Thankfully, the purse strings would loosen, with orders placed for new and rebuilt locomotives, including new six-axle power. Surprisingly, SP placed a sizable order for the latest GE model at the time, the DASH 9-44CW. They would be their first new GE 6-axle power since the U33C, with the last examples delivered to SP in 1975. Not popular with crews or shop personnel, they had apparently left a bad taste in SP's mouth, with some examples not even making it to their 10th birthday before being retired. However, improvements seen in the successor Dash-7 line (SP had a fleet of B23-7, B30-7, and B36-7 locomotives), the success of the new Dash-8s on the roster, along with advances touted in the DASH 9 series, led to SP taking the plunge with the C44-9W.
The C44-9Ws began arriving in 1994, with GE promising a quick delivery schedule, which also played a role in the decision to go with the GE product. They were delivered in the flashy Speed Lettering scheme and were also distinctive in being among the first safety-cab equipped locomotives on the roster, alongside a small group of EMD SD70Ms delivered in the same timeframe. The new GEs were immediately put to work on heavy grain and coal trains, and proved to be a hit with crews and bean-counters alike. Operating crews appreciated the performance and creature comforts of the new units, and management appreciated the cost savings thanks to unit reduction and increased fuel efficiency. Outputting 4,400hp, spread out over six axles, they were the most powerful and advanced units on the roster, delivering the performance GE promised.

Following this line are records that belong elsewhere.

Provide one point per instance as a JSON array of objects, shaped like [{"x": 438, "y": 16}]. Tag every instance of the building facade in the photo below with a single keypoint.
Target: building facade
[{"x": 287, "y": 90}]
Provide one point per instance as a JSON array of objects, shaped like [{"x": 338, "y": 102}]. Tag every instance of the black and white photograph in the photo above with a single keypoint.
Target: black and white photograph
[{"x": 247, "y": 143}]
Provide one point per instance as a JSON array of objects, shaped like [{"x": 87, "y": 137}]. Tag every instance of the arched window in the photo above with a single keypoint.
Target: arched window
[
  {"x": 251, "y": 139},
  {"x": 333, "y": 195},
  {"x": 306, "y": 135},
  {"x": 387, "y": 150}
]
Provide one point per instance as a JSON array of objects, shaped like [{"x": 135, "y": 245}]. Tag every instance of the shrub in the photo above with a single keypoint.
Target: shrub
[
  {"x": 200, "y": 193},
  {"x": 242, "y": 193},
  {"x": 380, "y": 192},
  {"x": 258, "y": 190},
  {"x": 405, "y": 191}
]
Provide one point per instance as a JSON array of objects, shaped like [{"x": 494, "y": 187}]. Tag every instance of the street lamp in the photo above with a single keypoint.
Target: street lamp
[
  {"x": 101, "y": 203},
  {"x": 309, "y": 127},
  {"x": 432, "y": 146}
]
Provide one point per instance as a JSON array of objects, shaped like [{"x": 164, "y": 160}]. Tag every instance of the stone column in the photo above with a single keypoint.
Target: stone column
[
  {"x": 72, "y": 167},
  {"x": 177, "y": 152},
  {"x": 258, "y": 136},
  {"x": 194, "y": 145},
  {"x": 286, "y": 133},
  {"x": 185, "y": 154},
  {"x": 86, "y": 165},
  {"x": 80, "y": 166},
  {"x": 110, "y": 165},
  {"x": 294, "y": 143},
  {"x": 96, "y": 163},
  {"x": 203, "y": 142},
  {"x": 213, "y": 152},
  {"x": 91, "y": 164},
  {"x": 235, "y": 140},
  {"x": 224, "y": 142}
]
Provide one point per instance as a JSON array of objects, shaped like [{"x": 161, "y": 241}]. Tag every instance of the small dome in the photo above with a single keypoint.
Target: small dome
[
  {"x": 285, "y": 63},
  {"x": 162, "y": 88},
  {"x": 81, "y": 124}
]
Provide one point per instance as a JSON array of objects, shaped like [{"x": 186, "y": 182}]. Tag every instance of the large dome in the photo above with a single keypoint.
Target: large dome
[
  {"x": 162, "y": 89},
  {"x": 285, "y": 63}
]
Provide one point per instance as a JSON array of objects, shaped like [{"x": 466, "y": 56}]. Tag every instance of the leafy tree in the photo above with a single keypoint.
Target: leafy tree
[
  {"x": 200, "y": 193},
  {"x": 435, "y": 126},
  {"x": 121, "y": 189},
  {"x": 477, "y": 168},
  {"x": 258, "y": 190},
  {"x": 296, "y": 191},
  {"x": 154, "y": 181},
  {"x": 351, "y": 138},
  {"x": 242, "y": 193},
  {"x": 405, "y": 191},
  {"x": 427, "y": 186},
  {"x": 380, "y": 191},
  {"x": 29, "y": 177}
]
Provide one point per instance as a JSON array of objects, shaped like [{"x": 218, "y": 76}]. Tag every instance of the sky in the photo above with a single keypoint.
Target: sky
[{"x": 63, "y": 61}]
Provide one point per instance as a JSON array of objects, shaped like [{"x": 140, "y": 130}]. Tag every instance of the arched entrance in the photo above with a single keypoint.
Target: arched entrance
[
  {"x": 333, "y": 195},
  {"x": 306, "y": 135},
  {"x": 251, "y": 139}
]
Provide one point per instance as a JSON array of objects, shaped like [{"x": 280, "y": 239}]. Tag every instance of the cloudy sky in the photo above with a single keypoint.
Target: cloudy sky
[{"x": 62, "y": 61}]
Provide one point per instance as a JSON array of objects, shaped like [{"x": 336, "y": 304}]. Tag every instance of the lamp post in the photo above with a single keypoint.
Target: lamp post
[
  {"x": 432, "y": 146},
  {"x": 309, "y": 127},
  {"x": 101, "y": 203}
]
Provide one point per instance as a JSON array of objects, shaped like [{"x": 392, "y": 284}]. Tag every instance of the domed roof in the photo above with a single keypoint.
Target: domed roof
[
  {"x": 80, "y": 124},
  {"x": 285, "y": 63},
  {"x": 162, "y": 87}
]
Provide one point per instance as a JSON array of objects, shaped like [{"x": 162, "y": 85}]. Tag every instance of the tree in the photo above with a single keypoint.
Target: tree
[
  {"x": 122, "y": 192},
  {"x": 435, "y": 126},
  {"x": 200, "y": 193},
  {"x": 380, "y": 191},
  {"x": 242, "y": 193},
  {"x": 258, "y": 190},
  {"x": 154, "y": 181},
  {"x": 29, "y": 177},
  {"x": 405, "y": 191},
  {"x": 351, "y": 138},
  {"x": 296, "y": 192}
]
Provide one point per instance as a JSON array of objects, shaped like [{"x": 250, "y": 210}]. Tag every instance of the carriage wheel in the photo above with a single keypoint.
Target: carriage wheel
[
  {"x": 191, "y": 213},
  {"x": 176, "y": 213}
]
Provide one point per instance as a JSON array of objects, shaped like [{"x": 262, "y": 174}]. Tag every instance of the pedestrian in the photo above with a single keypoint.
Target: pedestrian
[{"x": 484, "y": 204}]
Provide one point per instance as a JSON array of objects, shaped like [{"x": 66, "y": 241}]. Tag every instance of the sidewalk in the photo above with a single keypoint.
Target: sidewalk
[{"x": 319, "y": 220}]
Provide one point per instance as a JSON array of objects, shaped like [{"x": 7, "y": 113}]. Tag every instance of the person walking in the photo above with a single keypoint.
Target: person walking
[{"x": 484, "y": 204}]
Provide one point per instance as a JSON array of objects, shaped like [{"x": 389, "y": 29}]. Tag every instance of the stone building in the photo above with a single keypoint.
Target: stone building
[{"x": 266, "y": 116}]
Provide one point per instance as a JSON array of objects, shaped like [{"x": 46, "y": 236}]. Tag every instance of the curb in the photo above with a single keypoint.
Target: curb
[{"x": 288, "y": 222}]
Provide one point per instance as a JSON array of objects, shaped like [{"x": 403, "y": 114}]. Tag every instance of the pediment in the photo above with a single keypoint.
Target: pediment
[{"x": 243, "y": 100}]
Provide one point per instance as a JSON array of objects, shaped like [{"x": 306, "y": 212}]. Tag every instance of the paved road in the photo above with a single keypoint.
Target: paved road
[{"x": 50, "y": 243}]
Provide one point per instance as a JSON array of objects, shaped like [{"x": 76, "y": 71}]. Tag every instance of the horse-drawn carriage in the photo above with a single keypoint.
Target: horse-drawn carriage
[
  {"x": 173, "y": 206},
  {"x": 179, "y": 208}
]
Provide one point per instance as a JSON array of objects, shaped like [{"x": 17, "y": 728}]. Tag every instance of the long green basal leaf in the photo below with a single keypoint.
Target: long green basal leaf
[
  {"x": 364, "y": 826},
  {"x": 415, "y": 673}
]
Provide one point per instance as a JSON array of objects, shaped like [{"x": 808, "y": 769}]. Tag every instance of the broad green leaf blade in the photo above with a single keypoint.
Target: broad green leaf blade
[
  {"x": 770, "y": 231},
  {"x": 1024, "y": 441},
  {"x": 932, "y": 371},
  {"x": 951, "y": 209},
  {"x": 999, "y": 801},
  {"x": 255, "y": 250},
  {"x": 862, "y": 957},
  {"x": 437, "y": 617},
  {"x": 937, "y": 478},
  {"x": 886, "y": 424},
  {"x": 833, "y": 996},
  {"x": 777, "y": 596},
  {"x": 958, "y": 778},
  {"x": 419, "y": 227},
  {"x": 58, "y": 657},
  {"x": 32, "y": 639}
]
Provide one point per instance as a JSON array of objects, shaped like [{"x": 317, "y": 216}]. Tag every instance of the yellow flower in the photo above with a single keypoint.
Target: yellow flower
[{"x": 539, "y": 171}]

SP would acquire a total of 101 C44-9Ws, numbered 8100-8200. The original order was for 100 units, with GE including a warranty-protection “freebie”. Based upon the success of the C44-9Ws, SP would next acquire the AC-traction version, the AC4400, which provided even greater performance over the C44-9W.
The C44-9Ws would proudly serve the Southern Pacific until their end as an independent railroad in 1996, with their acquisition by Union Pacific. The former SP C44-9Ws would continue to serve its new owner, alongside former C&NW C44-9Ws, and C4-9Ws UP acquired on its own. As the units were intermixed freely within the UP fleet, parts swaps would inevitably occur, creating mismatches of components like HVAC units, hood doors, and even engine cabs. In the 2000s, it wasn’t uncommon to see former SP units sporting HVAC units in CNW paint, nose or long hood doors and panels from UP-painted units, and so on. Add in the “patch” renumberings UP did to integrate the former C&NW and SP DASH 9s into the fleet, which resulted in some colorful patchwork units.
The DASH 9s have proven to be reliable, well-liked power, and bucking the trend of retiring and scrapping “old” GEs, the 2000s would see UP putting the DASH 9 fleet, including the SP units, into heavy rebuilding programs after nearly two decades of service, rebuilding them like new into essentially AC4400s, helping ensure many more years of service for their new owner.